Hezbollah’s deputy leader says group would stop fighting with Israel if Gaza ceasefire agreed
- Sheik Naim Kassem said that the only definite path to a cease-fire on the Lebanon-Israel border is a full cease-fire in Gaza

The deputy leader of the Lebanese militant group Hezbollah said on Tuesday the only sure path to a ceasefire on the Lebanon-Israel border is a full ceasefire in Gaza.
“If there is a ceasefire in Gaza, we will stop without any discussion,” Hezbollah’s deputy leader, Sheikh Naim Kassem, said in an interview at the group’s political office in Beirut’s southern suburbs.
Hezbollah’s participation in the Israel-Gaza war has been as a “support front” for its ally, Hamas, Kassem said, and “if the war stops, this military support will no longer exist.”

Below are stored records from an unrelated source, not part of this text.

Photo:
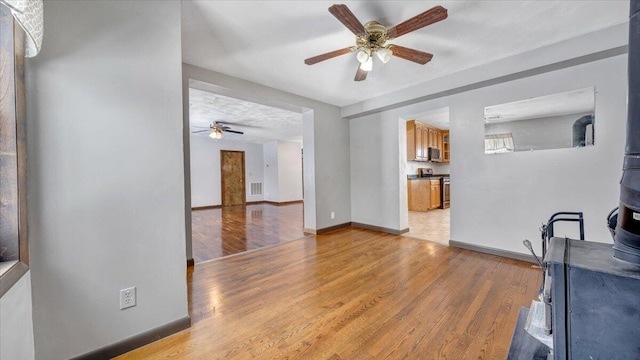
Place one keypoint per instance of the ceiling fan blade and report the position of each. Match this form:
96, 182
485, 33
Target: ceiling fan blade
346, 17
419, 21
416, 56
329, 55
233, 131
360, 74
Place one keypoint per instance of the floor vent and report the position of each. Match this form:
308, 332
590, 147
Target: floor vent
256, 189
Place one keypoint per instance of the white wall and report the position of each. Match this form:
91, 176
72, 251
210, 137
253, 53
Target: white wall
271, 182
325, 136
282, 171
205, 169
378, 178
16, 324
289, 171
106, 199
497, 201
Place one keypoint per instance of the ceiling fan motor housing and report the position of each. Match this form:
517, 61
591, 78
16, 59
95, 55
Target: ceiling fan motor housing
375, 37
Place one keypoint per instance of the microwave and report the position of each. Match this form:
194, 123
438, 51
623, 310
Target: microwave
434, 154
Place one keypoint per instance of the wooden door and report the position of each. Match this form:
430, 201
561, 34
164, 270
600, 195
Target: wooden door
232, 177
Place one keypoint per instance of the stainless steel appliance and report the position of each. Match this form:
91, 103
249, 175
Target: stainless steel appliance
434, 154
444, 192
425, 172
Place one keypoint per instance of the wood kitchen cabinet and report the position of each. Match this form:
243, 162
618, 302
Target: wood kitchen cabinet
446, 155
419, 195
416, 141
420, 137
434, 194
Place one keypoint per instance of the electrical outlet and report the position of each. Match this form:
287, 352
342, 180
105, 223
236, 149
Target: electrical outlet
127, 298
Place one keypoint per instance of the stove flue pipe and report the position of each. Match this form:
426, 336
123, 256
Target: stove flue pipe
627, 234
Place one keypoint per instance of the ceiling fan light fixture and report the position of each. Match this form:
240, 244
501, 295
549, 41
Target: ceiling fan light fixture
367, 65
384, 55
216, 134
363, 55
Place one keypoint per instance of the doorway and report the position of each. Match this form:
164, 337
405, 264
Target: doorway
428, 175
232, 177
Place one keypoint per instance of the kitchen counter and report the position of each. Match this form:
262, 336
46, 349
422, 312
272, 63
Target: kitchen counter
431, 177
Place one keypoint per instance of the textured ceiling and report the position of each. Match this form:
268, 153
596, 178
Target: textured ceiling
267, 41
260, 123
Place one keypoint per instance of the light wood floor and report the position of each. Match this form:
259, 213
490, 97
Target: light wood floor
351, 294
235, 229
432, 225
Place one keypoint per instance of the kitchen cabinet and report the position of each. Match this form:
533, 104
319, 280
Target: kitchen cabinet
434, 193
419, 195
446, 157
416, 141
420, 137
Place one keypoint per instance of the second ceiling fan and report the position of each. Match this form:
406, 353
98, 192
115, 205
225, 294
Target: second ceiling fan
371, 39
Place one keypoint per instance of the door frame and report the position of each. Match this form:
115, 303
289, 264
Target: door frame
222, 184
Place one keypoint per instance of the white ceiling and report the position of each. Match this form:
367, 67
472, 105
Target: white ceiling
260, 123
267, 41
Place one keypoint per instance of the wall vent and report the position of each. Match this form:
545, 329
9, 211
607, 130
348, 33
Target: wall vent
256, 189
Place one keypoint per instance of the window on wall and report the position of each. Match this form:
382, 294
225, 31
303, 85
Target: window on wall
498, 143
13, 198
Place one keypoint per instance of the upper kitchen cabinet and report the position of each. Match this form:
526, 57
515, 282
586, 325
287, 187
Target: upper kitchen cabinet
420, 137
446, 154
416, 149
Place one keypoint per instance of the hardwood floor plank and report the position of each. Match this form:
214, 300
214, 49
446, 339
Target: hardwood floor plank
234, 229
351, 294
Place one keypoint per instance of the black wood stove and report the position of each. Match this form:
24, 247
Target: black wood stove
589, 304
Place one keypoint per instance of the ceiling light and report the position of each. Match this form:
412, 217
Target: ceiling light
216, 134
363, 55
367, 65
384, 54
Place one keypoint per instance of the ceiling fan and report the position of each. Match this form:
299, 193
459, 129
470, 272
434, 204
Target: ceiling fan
372, 37
217, 128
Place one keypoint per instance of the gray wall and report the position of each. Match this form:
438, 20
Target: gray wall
16, 325
325, 138
497, 201
106, 183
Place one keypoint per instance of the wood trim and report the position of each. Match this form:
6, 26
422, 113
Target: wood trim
283, 202
21, 144
11, 276
136, 341
13, 155
332, 228
380, 228
309, 231
206, 207
493, 251
250, 203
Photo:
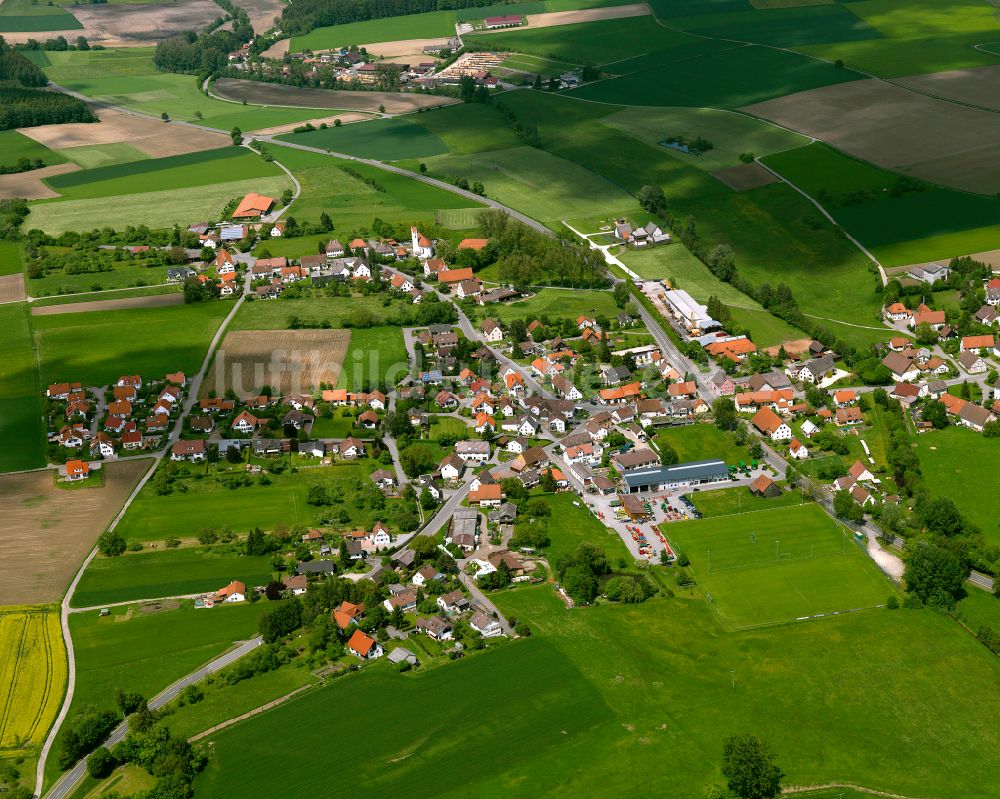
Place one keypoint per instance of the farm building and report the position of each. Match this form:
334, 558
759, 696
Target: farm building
680, 475
253, 206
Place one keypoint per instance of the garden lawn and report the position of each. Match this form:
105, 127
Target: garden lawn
14, 146
383, 139
777, 566
166, 572
739, 500
128, 78
699, 442
97, 347
206, 503
155, 209
22, 436
731, 134
572, 524
951, 461
353, 204
376, 355
556, 710
536, 182
557, 304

But, he said, if Israel scales back its military operations without a formal ceasefire agreement and full withdrawal from Gaza, the implications for the Lebanon-Israel border conflict are less clear.
“If what happens in Gaza is a mix between ceasefire and no ceasefire, war and no war, we can’t answer [how we would react] now, because we don’t know its shape, its results, its impacts,” Kassem said during a 40-minute interview.

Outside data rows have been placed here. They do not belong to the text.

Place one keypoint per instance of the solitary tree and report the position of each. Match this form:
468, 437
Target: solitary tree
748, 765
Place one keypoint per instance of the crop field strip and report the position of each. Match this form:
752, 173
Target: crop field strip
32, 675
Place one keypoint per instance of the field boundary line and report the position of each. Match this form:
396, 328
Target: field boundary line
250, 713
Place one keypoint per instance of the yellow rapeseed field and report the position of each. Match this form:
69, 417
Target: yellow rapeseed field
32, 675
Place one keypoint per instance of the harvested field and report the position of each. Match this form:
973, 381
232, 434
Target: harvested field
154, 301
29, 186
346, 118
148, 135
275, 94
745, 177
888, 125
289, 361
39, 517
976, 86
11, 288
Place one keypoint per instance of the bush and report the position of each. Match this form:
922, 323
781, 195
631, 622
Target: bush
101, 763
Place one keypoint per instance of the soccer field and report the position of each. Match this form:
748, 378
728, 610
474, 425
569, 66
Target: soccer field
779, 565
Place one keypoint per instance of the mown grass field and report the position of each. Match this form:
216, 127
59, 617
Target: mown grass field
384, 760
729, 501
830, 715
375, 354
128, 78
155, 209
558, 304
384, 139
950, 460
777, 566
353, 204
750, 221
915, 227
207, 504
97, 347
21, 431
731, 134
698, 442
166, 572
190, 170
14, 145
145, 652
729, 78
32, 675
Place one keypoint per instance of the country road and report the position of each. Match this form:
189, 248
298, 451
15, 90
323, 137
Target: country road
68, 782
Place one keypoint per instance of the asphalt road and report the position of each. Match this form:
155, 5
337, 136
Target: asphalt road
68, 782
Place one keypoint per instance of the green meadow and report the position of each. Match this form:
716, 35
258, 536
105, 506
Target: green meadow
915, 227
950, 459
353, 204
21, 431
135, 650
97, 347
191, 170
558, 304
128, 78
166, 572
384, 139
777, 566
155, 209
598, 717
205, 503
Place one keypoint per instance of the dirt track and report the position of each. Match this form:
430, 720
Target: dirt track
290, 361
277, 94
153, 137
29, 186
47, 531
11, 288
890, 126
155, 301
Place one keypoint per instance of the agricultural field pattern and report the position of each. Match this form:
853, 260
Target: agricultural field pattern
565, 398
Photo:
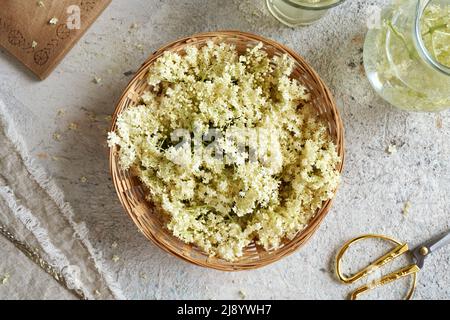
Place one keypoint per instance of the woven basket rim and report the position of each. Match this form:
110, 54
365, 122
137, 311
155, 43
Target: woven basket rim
304, 235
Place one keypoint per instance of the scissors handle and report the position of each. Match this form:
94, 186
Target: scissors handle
388, 257
391, 277
397, 251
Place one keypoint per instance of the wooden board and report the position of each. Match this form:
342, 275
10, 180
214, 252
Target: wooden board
26, 33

The war began on October 7 after Hamas militants invaded southern Israel, killing some 1,200 – mostly civilians – and kidnapping roughly 250. Israel responded with an air and ground assault that has caused widespread devastation and killed more than 37,900 people in Gaza, according to the territory’s Health Ministry, which does not distinguish between combatants and civilians in its count.